As the years passed, he felt an increasing spiritual burden for his brothers. He began to ask people he met at various revival meetings to pray that he would be able to locate them.

This spring he was asked to lead a revival in Chicago, and began to sense that God was answering his prayers. He hadn't known where to start looking, but God impressed him to look for his brother while there. He went through the Chicago telephone listings, calling each family with his mother's maiden name, Bakajan, and, after calling just three or four families, realized he was talking to his brother.

It was May 24. It had been 44 years since they had spoken. They spent a few minutes trying to get reacquainted, learning basic facts about each other. Bakajan admitted he had located Lammersfeld several years ago and had called, leaving a recorded message. Lammersfeld never received it. And Bakajan never tried again, misinterpreting the lack of response as a sign his brother didn't want a relationship with him.

Lammersfeld asked Bakajan and his wife, Grace, to attend one of the services at Fellowship Baptist Church in South Chicago Heights. The couple agreed, although they were Catholic.

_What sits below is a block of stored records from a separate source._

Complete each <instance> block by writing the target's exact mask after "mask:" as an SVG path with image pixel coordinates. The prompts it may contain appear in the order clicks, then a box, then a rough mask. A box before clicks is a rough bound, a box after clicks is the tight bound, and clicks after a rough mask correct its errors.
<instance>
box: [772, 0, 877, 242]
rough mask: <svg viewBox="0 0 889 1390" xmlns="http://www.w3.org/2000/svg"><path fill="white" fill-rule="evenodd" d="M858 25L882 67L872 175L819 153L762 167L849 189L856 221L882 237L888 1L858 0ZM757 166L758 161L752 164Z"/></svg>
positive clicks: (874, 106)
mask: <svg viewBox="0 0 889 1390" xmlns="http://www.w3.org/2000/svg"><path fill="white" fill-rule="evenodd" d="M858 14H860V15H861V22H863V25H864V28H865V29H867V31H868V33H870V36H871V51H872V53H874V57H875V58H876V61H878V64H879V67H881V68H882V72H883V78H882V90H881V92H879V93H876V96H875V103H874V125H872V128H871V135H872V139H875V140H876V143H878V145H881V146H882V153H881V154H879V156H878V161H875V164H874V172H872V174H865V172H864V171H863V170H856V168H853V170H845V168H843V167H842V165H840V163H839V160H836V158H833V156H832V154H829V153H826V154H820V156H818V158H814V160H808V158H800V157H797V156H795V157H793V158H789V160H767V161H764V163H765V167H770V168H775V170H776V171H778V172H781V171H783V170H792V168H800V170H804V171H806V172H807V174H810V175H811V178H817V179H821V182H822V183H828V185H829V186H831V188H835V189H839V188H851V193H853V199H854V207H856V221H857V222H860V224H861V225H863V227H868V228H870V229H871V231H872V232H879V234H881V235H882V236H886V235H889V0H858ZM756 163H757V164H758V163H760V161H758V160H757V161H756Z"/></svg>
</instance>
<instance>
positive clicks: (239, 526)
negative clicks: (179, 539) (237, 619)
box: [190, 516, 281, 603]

That afternoon, three hours before the service, Lammersfeld stepped out of his camper on the church parking lot and saw a couple sitting in a car. The two brothers recognized each other and soon were embracing.

That evening, Lammersfeld preached "like I always do," he said, but he was praying for his brother and his wife since he felt they had not made a profession of faith. Lammersfeld's wife, Carolyn, who was sitting with the couple, was doing the same.

At the end of the service, when Lammersfeld asked if anyone had prayed the sinner's prayer he had led, Peter and Grace raised their hands. They were the first two people to move to the front of the church. "They knelt alongside me," Lammersfeld said, and assured him they had just met Jesus.

With great joy, the two brothers continued their visit after the service.

Lammersfeld learned Bakajan had been hesitant about trying to contact him because he thought his two younger brothers were angry with him because he had run away from the boys' home. Lammersfeld assured his older brother he was not angry, explaining to him that when a person becomes a Christian, nothing in the past matters.

They parted after making plans for the Bakajans to visit their newly found family in Tennessee.

Now Lammersfeld is looking for Harley, the only other member of his immediate family still alive. Lammersfeld expects the search for Harley, who has had no contact with any other family member, to be harder.

The reunion with his long-lost brother has strengthened Lammersfeld's belief in prayer. "God still answers prayer. Whether it's in a day, or a year, or 44 years, He answers prayer."